Digital Government Research Center (DGRC)

Meeting with Census, EIA, and BLS

Focus on Ontologies Metadata and Definition Analysis — March 31, 2000

Judith L. Klavans, Columbia University

 

Agenda:

10-11:30 Presentation of Project progress; Judith Klavans

11:30-2:00 working lunch, discussion and feedback

Attendees and Discussants: John Marshall, Renee Miller, Andrew Hait, Samuel Highsmith, Mark Wallace, Dan Gillman, Fred Conrad, Cathy Dippo

Presentation Summary: Slides from Judith’s presentation can be found at www.cs.columbia.edu/digigov. The slides from this meeting were updated and presented at the Interface 2000 meeting. Point to "Publications and Presentations" and then to "Interface 2000". A live demo of the working lexical knowledge based creation system was also given. This working system can be found through the Columbia Digital Government Web site by clicking on "Projects" and then on the Lexical Knowledge Base (LKB) tools. Since the focus of the meeting in Washington was on ontologies, we reviewed the details of input and output. However, an update was also given on the initial state of the user interface as well as the information integration components, both of which can be found in the slides.

Discussion:

The notes that follow were taken by Judith during the meeting. They are not intended as a full coverage of everything discussed due to the difficulty of simultaneously taking notes and participating in the discussion. All attendees participated actively although only some are cited by name below. The notes have been vetted by all attendees for correctness.

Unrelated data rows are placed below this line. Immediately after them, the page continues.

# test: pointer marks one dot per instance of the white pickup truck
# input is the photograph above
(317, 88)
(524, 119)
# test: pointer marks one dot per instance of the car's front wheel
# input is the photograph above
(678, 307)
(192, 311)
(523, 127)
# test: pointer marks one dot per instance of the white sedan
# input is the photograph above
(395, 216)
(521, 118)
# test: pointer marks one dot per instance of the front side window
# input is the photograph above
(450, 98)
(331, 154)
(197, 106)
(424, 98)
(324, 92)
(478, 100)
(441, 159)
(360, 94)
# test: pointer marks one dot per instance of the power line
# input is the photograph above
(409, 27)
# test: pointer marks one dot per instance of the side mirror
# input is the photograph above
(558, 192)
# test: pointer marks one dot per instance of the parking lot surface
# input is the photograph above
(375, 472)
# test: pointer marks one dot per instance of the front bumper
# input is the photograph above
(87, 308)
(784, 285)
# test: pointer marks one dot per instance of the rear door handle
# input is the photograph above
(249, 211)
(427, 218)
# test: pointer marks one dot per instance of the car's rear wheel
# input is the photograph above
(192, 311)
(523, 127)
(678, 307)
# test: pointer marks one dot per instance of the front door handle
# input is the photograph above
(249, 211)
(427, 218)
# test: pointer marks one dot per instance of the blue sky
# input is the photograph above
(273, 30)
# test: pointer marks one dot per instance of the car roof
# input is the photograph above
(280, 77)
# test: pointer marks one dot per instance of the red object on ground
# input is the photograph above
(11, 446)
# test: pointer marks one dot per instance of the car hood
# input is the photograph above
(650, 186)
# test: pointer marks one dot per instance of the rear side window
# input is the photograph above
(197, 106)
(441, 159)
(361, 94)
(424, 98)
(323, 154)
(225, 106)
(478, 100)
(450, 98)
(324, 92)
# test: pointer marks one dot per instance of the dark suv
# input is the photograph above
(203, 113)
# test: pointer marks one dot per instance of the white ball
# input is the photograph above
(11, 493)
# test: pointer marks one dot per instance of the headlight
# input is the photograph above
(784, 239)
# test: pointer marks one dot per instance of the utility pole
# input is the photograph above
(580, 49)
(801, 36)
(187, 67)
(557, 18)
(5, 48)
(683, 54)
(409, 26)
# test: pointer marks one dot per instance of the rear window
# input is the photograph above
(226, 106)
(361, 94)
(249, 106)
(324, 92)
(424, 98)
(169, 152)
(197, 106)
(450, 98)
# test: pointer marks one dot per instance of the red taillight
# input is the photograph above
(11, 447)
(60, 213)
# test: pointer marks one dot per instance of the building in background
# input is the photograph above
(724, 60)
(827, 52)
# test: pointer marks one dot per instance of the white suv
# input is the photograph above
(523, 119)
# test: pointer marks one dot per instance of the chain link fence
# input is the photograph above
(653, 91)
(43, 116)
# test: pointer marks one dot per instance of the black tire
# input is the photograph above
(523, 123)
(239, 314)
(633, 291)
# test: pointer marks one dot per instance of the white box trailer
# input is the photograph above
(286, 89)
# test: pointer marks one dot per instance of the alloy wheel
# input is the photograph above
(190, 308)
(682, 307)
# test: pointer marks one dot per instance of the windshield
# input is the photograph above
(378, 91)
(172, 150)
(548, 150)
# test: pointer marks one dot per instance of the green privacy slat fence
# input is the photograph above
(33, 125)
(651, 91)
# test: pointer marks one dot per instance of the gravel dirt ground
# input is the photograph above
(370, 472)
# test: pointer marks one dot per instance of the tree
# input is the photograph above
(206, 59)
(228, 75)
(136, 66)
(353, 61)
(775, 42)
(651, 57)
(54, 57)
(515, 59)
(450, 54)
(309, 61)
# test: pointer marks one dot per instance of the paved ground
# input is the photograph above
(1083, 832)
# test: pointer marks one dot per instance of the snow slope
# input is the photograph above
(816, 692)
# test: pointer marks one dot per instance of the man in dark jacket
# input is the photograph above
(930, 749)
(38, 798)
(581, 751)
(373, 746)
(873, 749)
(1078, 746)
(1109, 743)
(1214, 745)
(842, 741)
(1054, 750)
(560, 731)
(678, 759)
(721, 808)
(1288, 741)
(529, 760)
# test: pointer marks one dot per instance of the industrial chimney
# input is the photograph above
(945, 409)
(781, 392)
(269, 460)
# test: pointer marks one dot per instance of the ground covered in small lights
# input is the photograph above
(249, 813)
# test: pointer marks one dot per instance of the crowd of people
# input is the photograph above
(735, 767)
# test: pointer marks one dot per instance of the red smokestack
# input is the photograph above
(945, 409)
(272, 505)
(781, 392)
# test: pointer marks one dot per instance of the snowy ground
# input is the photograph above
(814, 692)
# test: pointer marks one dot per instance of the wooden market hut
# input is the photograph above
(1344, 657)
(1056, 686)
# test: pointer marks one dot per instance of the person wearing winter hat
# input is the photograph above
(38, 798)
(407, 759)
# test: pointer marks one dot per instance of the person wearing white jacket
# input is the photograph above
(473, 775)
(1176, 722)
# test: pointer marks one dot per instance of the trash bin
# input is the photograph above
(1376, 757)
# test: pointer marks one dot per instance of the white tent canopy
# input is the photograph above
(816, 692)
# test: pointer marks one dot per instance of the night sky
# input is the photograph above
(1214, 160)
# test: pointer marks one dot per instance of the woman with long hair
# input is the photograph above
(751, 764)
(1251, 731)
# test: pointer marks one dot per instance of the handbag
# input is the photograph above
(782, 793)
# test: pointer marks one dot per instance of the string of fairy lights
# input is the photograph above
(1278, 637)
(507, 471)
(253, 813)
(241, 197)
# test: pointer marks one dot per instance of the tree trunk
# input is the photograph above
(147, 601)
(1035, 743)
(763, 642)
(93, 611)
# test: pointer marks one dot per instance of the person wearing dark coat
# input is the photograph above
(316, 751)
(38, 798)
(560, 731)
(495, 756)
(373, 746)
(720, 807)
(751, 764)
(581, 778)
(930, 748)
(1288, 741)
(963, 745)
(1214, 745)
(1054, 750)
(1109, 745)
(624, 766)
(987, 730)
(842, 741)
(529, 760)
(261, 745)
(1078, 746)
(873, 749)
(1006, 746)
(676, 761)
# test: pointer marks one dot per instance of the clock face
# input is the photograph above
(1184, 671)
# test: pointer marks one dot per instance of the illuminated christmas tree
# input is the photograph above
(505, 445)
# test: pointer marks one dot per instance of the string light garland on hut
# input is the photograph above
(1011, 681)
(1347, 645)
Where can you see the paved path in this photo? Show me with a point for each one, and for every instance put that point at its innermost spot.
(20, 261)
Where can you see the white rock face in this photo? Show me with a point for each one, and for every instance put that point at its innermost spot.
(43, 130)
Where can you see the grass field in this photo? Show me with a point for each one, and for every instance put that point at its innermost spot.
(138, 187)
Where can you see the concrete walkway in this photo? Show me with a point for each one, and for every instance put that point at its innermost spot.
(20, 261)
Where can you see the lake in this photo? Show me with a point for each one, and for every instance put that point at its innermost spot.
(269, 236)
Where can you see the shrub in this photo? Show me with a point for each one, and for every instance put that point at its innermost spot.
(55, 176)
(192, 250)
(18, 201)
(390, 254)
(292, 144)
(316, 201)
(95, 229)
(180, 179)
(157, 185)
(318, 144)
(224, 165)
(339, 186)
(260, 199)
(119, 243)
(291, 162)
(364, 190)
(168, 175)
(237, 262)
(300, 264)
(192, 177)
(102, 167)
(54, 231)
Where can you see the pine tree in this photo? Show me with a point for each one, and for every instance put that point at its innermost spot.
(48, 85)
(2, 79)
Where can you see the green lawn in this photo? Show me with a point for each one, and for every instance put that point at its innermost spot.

1. Viewing the source data

Judith showed the source data, with the colorful interface that she and her student, Brian Whitman, designed specifically for display of different views on the lexical knowledge base. Initial discussion from the group focused on ways to view this data. There are two potential client groups for the ontology. The first is composed of analysts, who will use the ontology as a way to understand the organizational logic of the knowledge. The second potential group is composed of more casual, less expert users who might be interested in a display of a limited set of ontology data. Dan Gillman commented that it is difficult to evaluate the way we have looked at the data without seeing the new user interface. This led us into a discussion of the UI. Leading into the next meeting in the summer or fall on the UI, Judith asked about what people wanted in general from the UI. Cathy would like to consider the utility of including relevant industry-based statistics rather than restricting research to product-based statistics. This addition would lead to increased complexity but would also add significant amounts of data and metadata.

2. UI desiderata

The experience of the people who have already built UI’s for these kinds of applications is the users want a wall-less interface, i.e., they don’t want to know where it’s from. They are only interested in what the UI contains that can answer their questions. Also, they prefer fewer levels in one or two screens, not on a long branch of a tree. Since this meeting is in source data and not the UI we separated the two topics for the bulk of the remaining discussion.

3. Metadata and Terms

Metadata drive systems, so users need to know what a term is. The important metadata will help divide the landscape on user interface, will present a problem space to people, and will provide criteria to select to navigate through it. Some items are important, and then more sophisticated users will need more detail, say a second level.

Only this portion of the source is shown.